Mais malgré la tranquillité apparente, les paysans sont inquiets. La vie n’est pas facile dans ce village situé à 60 km au sud de Bamako. Les raisons: une mauvaise récolte associée à une hausse sensible du prix des céréales de première nécessité. Les paysans suivent l’évolution du prix des céréales sur les marchés locaux. Ils s’y approvisionnent lorsque les céréales qu’ils produisent ne suffisent plus à couvrir leurs besoins.

Cette cherté des céréales est peu habituelle dans le sud du Mali. La région est l’une des plus productives du pays.

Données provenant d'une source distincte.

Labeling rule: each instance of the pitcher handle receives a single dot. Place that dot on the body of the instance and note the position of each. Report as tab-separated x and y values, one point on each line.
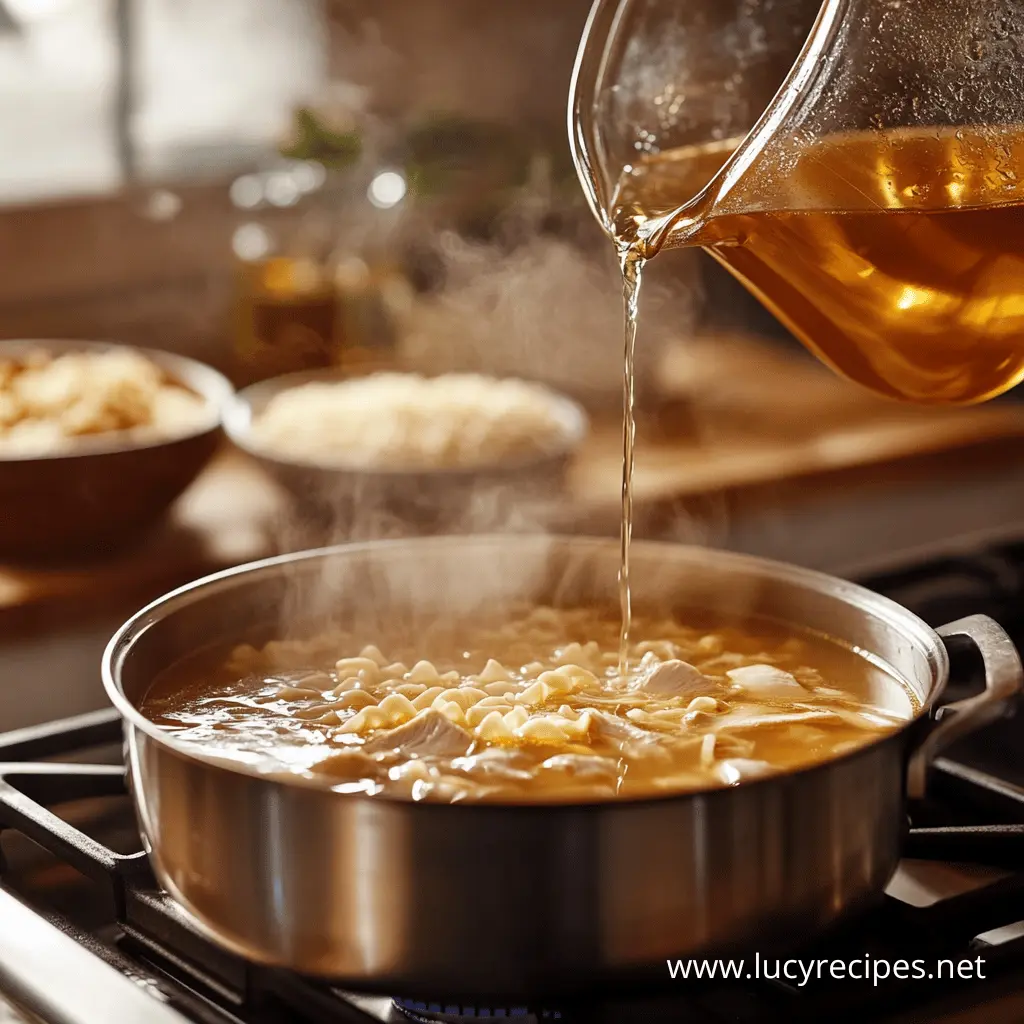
1004	680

Karim Diarra, un agriculteur de 43 ans, déclare : « Au marché, les céréales sont particulièrement chères, cette année. Le kilogramme de mil, par exemple, n’a pas été vendu en-dessous de 100 Francs CFA. Il y a longtemps que je n’ai pas vu ça. Auparavant, le kilo pouvait être vendu à 50 Francs CFA ».

Dans ces conditions, la reprise des  travaux agricoles est une préoccupation pour beaucoup de paysans du village. « Nous nous attendons à des moments difficiles à cause de la cherté précoce des céréales. Et nous n’avons pas beaucoup de réserves pour  la saison des pluies (de juillet à octobre, note de la rédaction), des moments marqués  par une hausse vertigineuse du prix des denrées de première nécessité », indique une habitante du village, Niènè Traoré, 65 ans.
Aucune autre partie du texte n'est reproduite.